Okay. I’ve always loved school. I’ve always, I’m an overachiever and I think it’s fun. So it’s not like over achiever because I need somebody else’s accolade. I derive pleasure from hard work and like achievement. So from, I was captain of the patrols in fifth grade. Okay. That’s the safety patrols to make sure that everybody in school was A-okay. Like I’ve always, and I’ve ran a campaign at a sash and I had a badge and it’s the captain on it and um, and he had to learn how to like fold your belt. Anyway, I took great pride in it all. I’ve always loved leading and I’ve always been the um, like anti bully campaigner.  So I was always very popular and I, and I liked using my popularity to create equity and that is what I still do right now. I want to make people feel good. And so I think it started at a very young age and then.. And then again in high school, his class president LOL. I was very aware and that was very, I stood up for people. I just stood up for the kids and because I was quote unquote cool, I was able to get the cool kids to be nicer cause I was a nerd. I was a cool nerd. So I was living in both worlds. And as the seeing both sides and also like for the kids that were struggling, a lot of the younger like underclassmen, I would like make incentives cause I, I would be like, I’ll take you to lunch, mind you, like look at a $2 lunch if you get on the honor roll.   And so we’re like, you know, try to use my leadership roles to affect a change. And so now with like syncopated ladies, we just perform for example in, um, Folsom state prison. But the way we were brought there is because the work we created online and we, they knew we had choreographies and pieces of work that could speak to the inmates and give them hope and um, inspiration. And fortunately that’s what happened. And we got so many beautiful messages. For example, one of the inmates said it was the first time in 20 years that he felt free. And so for me, like that’s how education and empowerment come together cause I studied filmmaking at Columbia and I knew going in I was like, I’m going to put tap dance and dance on film and television and that’s how I’m going to change the world.
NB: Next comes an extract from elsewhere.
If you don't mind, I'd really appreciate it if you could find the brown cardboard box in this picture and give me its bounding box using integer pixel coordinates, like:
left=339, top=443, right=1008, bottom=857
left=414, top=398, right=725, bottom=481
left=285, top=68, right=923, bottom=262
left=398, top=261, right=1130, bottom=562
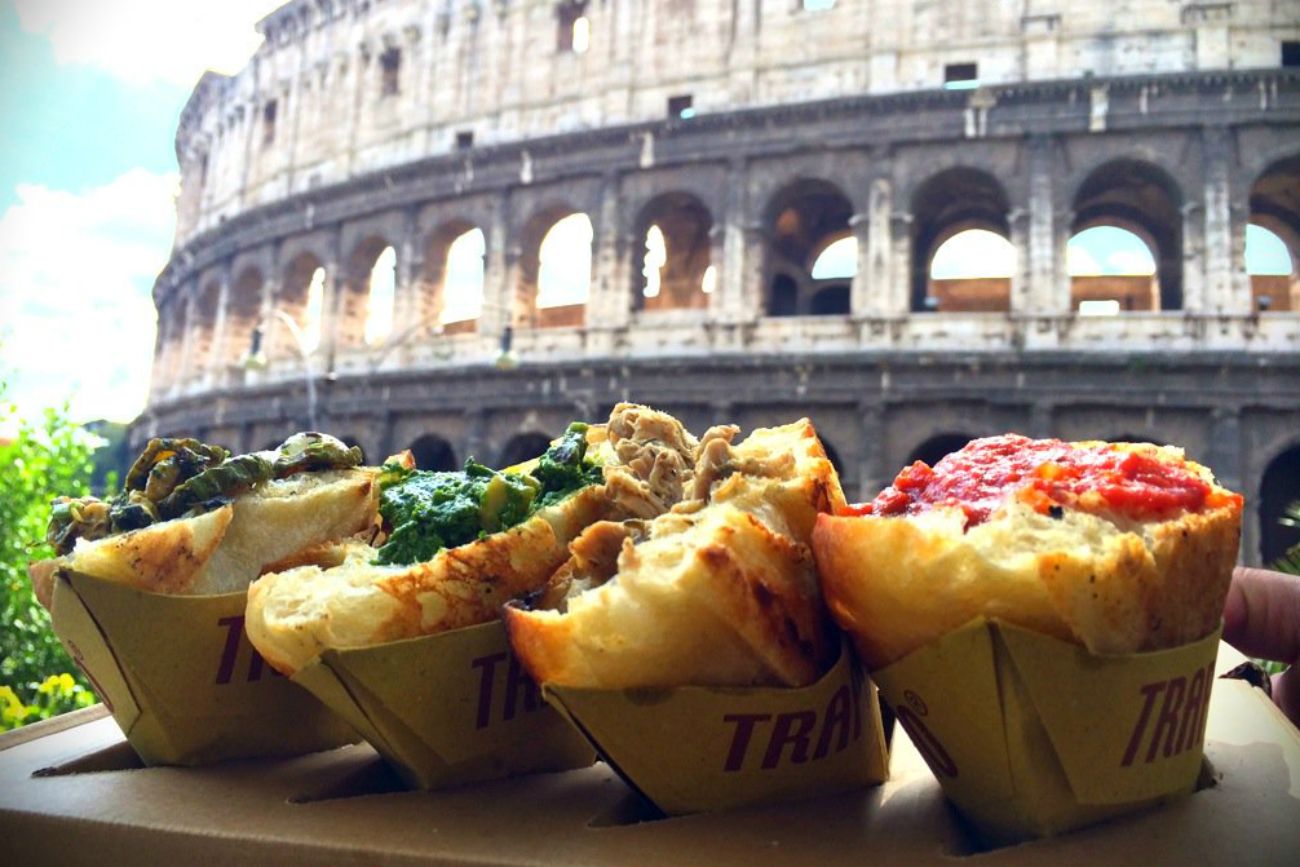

If your history is any indication of what’s to come, then I’d say you will be changing the world. 

Thanks Dana Wilson. Thank you so much. We’ll Do it together. 

Yeah.  Ah, thank you so much. You’re an inspiration. Alright, in Chloe’s story, her mom always saw great things for her and several other people stepped into the picture because they saw her potential. That’s not a tremendously uncommon narrative, but what is unique and most appealing to me about Chloe’s story is that the guidance and generosity extended by others was not only matched but exceeded by her appetite for hard work and her big picture vision of how she will change the world. My biggest takeaway from this conversation with Chloe is that education and empowerment really go hand in hand and if we’re doing it well, one leads directly to the other. Thank you so much for listening and I will talk to you soon.